Benchmark
Litica vs. flat retrieval on evaluative multi-agent queries
We evaluated Litica against flat retrieval (naive top-k embedding search over a single unstructured store) on a set of evaluative multi-agent queries: questions that require reasoning about context, authorship, and sequence across agent boundaries, not just factual lookup.
Metric: Precision at 3 (P@3), the fraction of the top 3 retrieved items judged relevant by an independent evaluator. Queries were drawn from three domains: research-and-draft pipelines, compliance-gated underwriting workflows, and multi-session developer tooling. The flat retrieval baseline used the same underlying data with a standard embedding model; no re-ranking was applied.
Five of the evaluated queries were purely evaluative, asking why a decision was made, what a specific agent found, or what changed across turns. Flat retrieval returned no relevant results for any of these five queries (P@3 = 0.00). Litica resolved all five using spreading activation across the shared namespace with full provenance attribution.
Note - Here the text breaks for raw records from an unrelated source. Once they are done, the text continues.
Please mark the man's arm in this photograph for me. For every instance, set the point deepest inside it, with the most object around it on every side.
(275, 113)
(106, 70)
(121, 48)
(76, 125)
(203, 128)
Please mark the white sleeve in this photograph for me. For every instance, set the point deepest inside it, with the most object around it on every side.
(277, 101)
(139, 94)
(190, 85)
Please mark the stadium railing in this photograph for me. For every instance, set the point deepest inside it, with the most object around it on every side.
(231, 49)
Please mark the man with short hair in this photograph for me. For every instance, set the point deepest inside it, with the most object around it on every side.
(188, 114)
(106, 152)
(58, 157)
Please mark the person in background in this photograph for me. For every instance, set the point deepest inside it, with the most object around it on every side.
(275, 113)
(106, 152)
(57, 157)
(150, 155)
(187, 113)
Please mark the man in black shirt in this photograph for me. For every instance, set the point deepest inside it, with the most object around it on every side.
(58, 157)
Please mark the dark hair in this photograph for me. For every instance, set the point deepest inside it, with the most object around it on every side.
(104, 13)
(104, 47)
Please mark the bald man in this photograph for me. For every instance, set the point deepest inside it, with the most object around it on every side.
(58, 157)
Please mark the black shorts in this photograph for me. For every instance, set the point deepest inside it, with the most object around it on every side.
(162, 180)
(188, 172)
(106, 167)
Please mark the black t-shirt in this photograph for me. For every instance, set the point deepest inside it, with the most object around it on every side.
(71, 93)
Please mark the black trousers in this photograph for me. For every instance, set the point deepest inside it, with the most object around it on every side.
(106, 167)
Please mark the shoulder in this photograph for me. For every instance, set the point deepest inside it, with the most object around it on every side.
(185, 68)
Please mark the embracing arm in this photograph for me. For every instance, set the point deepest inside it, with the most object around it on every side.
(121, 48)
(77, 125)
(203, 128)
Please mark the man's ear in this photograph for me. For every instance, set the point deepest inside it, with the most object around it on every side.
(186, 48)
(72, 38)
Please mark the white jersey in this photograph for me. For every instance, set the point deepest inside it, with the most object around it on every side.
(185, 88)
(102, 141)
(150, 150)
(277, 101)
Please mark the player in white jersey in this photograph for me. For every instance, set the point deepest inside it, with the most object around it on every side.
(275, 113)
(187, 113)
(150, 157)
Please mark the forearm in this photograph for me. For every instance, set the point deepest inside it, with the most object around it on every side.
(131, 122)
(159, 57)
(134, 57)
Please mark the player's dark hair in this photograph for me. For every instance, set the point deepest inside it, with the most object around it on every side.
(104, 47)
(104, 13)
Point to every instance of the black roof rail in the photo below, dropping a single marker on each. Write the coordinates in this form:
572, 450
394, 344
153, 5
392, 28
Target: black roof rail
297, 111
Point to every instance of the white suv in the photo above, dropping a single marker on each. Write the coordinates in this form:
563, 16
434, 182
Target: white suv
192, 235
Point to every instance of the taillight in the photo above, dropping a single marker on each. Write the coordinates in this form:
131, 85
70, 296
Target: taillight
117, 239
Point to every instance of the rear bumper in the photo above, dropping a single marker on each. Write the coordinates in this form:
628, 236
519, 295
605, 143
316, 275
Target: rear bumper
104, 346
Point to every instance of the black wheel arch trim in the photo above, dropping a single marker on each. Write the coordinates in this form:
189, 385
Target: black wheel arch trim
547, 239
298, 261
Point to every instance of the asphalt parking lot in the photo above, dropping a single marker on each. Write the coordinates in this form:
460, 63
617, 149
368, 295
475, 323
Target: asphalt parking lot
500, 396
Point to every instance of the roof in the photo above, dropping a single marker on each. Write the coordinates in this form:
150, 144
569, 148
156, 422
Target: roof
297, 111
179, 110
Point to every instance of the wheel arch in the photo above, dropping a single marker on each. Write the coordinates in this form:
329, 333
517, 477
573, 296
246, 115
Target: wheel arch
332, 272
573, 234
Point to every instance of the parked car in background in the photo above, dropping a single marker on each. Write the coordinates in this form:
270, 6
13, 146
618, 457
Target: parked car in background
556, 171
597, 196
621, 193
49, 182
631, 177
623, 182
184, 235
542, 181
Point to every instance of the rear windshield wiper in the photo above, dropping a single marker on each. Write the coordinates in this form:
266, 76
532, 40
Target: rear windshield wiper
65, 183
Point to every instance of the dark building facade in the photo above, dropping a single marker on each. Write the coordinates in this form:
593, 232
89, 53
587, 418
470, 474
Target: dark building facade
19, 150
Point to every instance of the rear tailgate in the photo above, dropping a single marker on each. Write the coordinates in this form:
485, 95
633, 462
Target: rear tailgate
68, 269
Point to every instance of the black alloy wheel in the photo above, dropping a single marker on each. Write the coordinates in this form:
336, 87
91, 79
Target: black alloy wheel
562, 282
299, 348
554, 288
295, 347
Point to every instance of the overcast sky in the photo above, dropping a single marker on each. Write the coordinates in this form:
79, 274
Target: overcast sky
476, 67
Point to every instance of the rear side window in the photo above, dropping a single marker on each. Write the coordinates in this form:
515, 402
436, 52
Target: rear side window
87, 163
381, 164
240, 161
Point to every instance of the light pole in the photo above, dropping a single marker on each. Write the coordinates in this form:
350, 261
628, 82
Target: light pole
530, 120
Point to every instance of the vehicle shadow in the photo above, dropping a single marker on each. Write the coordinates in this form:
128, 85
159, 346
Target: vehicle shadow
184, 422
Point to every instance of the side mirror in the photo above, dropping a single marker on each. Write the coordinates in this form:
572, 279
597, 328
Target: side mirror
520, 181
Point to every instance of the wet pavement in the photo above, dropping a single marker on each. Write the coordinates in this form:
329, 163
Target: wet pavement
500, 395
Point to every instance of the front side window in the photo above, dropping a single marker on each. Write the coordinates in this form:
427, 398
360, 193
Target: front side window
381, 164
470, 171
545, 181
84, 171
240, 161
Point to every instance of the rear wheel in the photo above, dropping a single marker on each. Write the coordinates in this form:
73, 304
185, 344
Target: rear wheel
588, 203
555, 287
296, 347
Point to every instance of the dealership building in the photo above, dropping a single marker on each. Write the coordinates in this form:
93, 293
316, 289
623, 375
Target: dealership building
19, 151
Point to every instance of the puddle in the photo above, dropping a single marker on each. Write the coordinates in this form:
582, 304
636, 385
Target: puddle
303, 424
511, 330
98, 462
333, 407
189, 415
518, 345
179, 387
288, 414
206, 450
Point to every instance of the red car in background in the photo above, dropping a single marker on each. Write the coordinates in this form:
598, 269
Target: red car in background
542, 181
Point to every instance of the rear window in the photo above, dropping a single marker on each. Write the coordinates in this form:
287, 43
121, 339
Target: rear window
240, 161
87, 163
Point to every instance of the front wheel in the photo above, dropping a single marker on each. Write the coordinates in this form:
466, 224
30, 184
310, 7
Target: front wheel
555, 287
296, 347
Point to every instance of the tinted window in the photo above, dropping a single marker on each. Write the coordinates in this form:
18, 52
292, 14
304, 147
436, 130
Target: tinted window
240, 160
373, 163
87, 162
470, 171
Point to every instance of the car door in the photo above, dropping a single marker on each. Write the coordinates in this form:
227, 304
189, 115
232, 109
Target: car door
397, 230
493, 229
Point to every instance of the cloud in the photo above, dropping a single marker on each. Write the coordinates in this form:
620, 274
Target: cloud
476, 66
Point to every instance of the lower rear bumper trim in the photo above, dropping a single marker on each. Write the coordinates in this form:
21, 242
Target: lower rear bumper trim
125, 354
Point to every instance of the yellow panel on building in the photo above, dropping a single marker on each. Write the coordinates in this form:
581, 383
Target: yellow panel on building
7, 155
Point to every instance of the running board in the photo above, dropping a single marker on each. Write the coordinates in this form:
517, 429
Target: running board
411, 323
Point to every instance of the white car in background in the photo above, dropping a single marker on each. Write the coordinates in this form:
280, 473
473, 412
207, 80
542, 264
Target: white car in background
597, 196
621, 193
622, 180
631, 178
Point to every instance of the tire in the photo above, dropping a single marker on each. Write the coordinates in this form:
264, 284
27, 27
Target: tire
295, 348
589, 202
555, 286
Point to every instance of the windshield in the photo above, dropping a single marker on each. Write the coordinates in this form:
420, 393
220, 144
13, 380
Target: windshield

| Query | Litica P@3 | Flat Retrieval P@3 |
|---|---|---|
| What made this customer hesitate? | 0.80 | 0.00 |
| What did we decide last sprint? | 0.75 | 0.00 |
| Which agent flagged the compliance risk? | 0.70 | 0.00 |
| What context did the retrieval agent surface? | 0.60 | 0.00 |
| What changed between draft v1 and v2? | 0.50 | 0.00 |
| Overall mean P@3 (full eval set) | 0.67 | 0.29 |
Methodology note: evaluation was conducted on internal datasets. Full methodology, evaluator instructions, and raw query set will be published in an accompanying technical post. Numbers reflect shipped capability as of Q1 2026. The comparison table on the homepage will be updated as additional capabilities ship.